Multi-core and copy speed

What i want to do is to copy 500K of files.

I want to copy within server from one destination to another.It includes emails mostly so many small files.

Its over 23 GB only but takes so long (over 30 mins and not done yet) , linux cp command also only uses 1 CPU .

So if i script it to use multiple cps , would that make it faster.

System is 16 cores , 16 GB Ram , 15K Drivers (15000 RPM SATA) .

What are other options?

I believe tarring and untaring would take even longer and wont use multi-core ..

Phyo Arkar Lwin

Posted 2011-10-21T22:39:34.713

Reputation: 401

see my answer to this question as to why copying a lot of files requires a lot of disk I/O: http://superuser.com/questions/344534/why-does-copying-the-same-amount-of-data-take-longer-if-spread-across-many-separ/344860#344860

– sawdust – 2011-10-22T01:08:57.290

Answers

Your bottleneck is hard-drive speed. Multi-core can't speed this up.

Pubby

Posted 2011-10-21T22:39:34.713

Reputation: 334

Harddrive . when tested with hdpram it returns 278MB/s are you sure about this? it should only take 100 seconds to copy 23GB file. So using mulitiple CP in multi-threading progams wont improve this too? – Phyo Arkar Lwin – 2011-10-21T22:48:53.873

1No, no it won't. The bottleneck is almost certainly the read/write speed of the physical media itself unless you're using enterprise-level gear. – Shinrai – 2011-10-21T22:51:34.667

@V3ss0n I do know that hard drives are not random access, which prevents them from being accessed in parallel. – Pubby – 2011-10-21T22:51:57.693

2@Pubby8 - Umm, HDD are random access devices (at the block/sector level). It's often compared to tape (e.g. magnetic tape) which is a sequential block device. I suspect you're trying to state that the typical device can only perform one I/O operation at a time. There is an animal called dual-port disk drive that can do two operations at once, but there filesystem issues that make this rather complicated. – sawdust – 2011-10-22T01:14:31.443

What i want to make sure is , there was a program i made in python , which extract text from multiple file format using different kind of parser (doc , pdf , eml , etc) into database for later indexing and search. At first the script was only single process , and after making it multi-process using multiprocessing module (high level Fork, so same as forking) it increase speed significantly. But it only works well up to 4 process , at 6 process IO Stall and totally slow thing down , and even freeze whole process sometime. – Phyo Arkar Lwin – 2011-10-22T12:16:28.900

so the sweet spot there is 4 processes. Should i test that way? – Phyo Arkar Lwin – 2011-10-22T12:16:57.307

Coping a single large file is faster than moving lots of small files as there is lots of latency with the setup and tear down of each operation - also the disk and OS can do lots of read-ahead with a single large file. So tarring it first would make it quicker. Though once you factor in the time taken to tar, it may not speed things up too much.
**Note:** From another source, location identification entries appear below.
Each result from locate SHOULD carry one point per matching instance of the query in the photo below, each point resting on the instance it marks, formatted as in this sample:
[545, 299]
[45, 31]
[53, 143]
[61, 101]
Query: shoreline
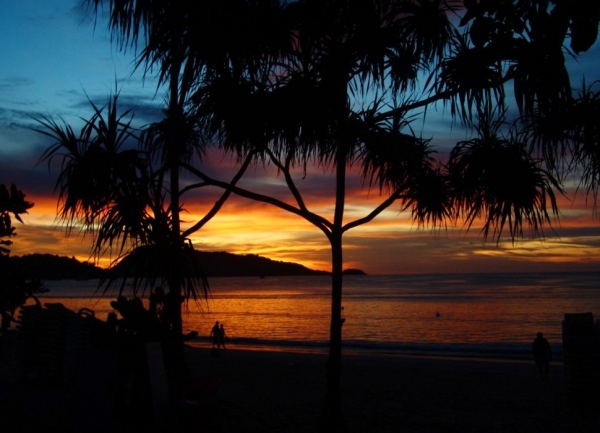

Note that you are only reading from a single disk, so parallelising your calls to the disk may actually slow things down, where it tries to serve multiple files at the same time.

Paul

Posted 2011-10-21T22:39:34.713

Reputation: 52 173

1Wouldn't tarring require reading all the files, creating the tar, deleting the original files, and then creating the copy? Seems like it would definitely take longer. – Pubby – 2011-10-21T23:01:50.777

Yes for sure - I agreed with your answer, mine was just to provide some additional info. Given that the copy seems to be underway at the time the OP wrote the question, it seemed to be an information gathering exercise. There will be circumstances where tarring first may provide better overall performance. – Paul – 2011-10-22T03:23:16.470

Although the question has been quite old, I think the best way is to zip using multi-cores like lbzip2 and pbzip2. Transfer the compressed file and decompress it using multi-cores. You can find about the commands on Internet.